Response of bacterioplankton community structure to an artificial gradient of pCO2 in the Arctic Ocean
1State Key Laboratory of Marine Environmental Science, Xiamen University, Xiamen 361005, China
2Division of Life Science and Division of Environment, The Hong Kong University of Science and Technology, Clear Water Bay, Kowloon, Hong Kong SAR, China
3Microbial Ecology and Biogeochemistry Group, Université Pierre et Marie Curie-Paris 6, CNRS, Laboratoire d'Océanographie de Villefranche, 06230 Villefranche-sur-Mer, France
*These authors contributed equally to this work.
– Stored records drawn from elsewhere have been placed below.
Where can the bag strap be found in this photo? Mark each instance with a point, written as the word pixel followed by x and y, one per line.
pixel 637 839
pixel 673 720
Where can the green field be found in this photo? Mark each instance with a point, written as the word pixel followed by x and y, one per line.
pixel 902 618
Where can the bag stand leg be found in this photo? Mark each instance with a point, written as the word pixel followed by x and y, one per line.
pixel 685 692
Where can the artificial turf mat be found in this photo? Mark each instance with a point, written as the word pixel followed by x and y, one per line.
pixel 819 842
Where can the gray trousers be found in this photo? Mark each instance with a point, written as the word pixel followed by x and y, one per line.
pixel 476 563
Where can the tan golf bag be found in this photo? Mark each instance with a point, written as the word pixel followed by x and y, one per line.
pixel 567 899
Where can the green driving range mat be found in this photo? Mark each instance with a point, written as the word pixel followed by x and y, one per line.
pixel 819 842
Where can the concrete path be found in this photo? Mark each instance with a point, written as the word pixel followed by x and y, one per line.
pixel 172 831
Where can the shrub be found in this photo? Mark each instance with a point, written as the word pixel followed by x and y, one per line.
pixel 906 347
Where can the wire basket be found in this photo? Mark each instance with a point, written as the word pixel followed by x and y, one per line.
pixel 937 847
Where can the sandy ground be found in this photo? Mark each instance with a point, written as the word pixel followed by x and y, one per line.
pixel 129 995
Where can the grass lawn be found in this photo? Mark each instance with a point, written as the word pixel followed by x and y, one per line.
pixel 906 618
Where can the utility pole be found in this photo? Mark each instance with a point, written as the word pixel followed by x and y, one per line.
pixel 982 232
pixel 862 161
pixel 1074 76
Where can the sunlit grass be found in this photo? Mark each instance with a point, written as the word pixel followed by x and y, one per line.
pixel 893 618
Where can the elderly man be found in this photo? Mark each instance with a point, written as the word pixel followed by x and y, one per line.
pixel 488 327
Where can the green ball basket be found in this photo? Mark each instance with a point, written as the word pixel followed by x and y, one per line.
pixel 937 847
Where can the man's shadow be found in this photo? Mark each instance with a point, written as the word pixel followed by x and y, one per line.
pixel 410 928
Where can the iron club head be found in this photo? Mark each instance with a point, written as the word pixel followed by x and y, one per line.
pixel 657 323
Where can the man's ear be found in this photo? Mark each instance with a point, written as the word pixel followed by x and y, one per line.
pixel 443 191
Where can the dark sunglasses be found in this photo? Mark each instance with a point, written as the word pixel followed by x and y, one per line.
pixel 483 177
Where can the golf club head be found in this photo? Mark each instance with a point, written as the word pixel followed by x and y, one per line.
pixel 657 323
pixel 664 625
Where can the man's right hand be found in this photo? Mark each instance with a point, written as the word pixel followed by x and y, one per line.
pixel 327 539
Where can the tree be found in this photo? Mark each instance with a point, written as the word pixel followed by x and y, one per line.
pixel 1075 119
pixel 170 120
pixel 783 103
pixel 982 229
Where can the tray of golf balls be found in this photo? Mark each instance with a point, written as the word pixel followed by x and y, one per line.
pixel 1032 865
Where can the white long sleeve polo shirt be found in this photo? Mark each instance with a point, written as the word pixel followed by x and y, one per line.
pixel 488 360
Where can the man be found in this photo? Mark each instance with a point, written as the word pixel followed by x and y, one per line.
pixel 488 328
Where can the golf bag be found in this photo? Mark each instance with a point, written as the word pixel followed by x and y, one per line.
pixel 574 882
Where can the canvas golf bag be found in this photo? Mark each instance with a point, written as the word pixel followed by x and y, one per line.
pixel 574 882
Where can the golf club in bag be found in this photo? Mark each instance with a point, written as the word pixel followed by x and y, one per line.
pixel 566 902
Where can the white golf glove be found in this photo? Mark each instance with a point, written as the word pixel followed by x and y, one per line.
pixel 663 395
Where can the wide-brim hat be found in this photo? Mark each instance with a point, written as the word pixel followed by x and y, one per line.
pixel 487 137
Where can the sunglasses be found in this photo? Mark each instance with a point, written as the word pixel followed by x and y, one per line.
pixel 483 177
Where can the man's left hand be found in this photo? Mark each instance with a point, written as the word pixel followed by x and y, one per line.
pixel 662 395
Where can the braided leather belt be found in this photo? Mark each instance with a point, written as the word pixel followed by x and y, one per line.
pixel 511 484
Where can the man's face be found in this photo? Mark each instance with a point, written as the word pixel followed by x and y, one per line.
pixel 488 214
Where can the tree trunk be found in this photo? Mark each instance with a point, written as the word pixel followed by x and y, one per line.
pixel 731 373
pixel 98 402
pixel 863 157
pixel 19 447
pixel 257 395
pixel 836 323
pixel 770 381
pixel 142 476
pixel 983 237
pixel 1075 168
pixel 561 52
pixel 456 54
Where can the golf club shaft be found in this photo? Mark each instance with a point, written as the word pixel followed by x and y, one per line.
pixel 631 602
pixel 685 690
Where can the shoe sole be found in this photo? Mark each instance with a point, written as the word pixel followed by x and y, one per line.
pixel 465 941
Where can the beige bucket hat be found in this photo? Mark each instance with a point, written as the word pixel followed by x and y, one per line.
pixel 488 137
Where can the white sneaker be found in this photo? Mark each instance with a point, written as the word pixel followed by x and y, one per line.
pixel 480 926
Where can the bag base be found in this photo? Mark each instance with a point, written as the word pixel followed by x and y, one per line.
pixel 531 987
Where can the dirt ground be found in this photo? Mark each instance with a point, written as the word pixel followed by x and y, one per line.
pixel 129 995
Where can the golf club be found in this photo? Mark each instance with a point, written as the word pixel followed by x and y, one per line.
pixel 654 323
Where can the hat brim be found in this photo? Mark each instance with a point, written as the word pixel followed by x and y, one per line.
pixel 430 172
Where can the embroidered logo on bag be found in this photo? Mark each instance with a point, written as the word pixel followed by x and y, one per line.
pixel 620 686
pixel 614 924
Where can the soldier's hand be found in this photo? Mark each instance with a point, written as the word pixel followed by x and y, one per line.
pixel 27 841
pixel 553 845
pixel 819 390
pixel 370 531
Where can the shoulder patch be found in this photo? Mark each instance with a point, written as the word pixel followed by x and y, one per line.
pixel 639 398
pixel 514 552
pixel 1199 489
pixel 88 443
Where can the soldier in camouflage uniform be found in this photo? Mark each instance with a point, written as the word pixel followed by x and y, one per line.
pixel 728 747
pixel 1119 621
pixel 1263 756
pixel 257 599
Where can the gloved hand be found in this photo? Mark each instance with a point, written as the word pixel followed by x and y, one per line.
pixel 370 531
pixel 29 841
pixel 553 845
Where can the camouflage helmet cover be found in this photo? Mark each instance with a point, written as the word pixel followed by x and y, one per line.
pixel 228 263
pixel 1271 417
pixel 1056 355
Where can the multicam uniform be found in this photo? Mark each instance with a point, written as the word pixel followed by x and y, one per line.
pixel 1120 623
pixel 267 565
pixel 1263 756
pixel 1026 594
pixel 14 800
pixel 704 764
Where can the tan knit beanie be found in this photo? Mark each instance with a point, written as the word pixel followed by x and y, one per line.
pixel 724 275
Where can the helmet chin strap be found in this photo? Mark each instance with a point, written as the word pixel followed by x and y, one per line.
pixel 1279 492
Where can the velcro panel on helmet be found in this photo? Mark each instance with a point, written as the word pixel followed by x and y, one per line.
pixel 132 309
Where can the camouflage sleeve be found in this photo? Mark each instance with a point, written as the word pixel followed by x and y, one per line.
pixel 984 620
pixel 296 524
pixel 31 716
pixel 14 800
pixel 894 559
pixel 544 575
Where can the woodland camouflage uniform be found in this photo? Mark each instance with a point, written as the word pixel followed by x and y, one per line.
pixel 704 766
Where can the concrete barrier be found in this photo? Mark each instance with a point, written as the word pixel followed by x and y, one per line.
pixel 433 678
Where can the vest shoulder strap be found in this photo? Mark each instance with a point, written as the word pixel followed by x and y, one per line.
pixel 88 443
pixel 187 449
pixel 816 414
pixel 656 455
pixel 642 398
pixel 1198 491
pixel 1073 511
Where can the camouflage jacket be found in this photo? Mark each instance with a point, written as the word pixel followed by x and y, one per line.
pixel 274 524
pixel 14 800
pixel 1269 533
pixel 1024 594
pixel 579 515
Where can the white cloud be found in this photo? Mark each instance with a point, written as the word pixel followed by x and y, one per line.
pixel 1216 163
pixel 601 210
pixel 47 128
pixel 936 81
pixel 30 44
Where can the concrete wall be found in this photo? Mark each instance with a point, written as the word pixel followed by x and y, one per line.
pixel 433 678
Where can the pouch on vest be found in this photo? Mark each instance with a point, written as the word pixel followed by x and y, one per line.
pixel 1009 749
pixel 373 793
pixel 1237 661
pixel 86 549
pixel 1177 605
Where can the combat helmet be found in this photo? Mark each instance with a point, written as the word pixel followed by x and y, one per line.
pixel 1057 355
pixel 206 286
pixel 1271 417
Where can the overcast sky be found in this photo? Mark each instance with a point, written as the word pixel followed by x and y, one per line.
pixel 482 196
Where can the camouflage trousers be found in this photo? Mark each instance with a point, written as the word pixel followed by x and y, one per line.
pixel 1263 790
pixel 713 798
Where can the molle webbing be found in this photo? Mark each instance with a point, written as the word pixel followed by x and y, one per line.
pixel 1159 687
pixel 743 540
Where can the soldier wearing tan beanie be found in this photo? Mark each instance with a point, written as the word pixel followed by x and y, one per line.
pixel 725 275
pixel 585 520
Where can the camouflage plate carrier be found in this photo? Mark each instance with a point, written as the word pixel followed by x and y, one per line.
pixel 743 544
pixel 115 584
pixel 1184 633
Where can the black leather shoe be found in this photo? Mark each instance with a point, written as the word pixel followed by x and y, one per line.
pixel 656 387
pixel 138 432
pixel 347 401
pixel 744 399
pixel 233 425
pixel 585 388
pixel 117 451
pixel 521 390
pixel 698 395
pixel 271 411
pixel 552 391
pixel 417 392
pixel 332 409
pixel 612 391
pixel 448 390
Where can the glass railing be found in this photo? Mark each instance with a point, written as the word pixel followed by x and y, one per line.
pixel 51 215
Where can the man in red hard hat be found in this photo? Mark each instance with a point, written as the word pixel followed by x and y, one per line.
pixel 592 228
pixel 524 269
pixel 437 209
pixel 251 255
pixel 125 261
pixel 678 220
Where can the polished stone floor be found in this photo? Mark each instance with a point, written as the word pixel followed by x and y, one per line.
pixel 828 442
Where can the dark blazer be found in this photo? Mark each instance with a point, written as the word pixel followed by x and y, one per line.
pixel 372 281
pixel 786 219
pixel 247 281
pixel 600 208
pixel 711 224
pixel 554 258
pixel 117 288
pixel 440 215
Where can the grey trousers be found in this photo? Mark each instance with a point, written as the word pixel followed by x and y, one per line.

Abstract. The influences of ocean acidification on bacterial diversity were investigated using DNA fingerprinting and clone library analysis of bacterioplankton samples collected from the largest CO2 manipulation mesocosm study that had been performed thus far. Terminal restriction fragment length polymorphism analysis of the PCR amplicons of the 16S rRNA genes revealed that bacterial diversity, species richness and community structure varied with the time of incubation but not the degree of ocean acidification. The phylogenetic composition of the major bacterial assemblage after a 30-day incubation under various pCO2 concentrations did not show clear effects of pCO2 levels. However, the maximum apparent diversity and species richness which occurred during incubation differed in the high and low pCO2 treatments, in which different bacterial community structure harbored. In addition, total alkalinity was one of the contributing factors for the temporal variations in bacterial community structure observed during incubation. A negative relationship between the relative abundance of Bacteroidetes and pCO2 levels was observed for samples at the end of the experiment. Our study suggested that ocean acidification affected the development of bacterial assemblages and potentially impacts the ecological function of the bacterioplankton in the marine ecosystem.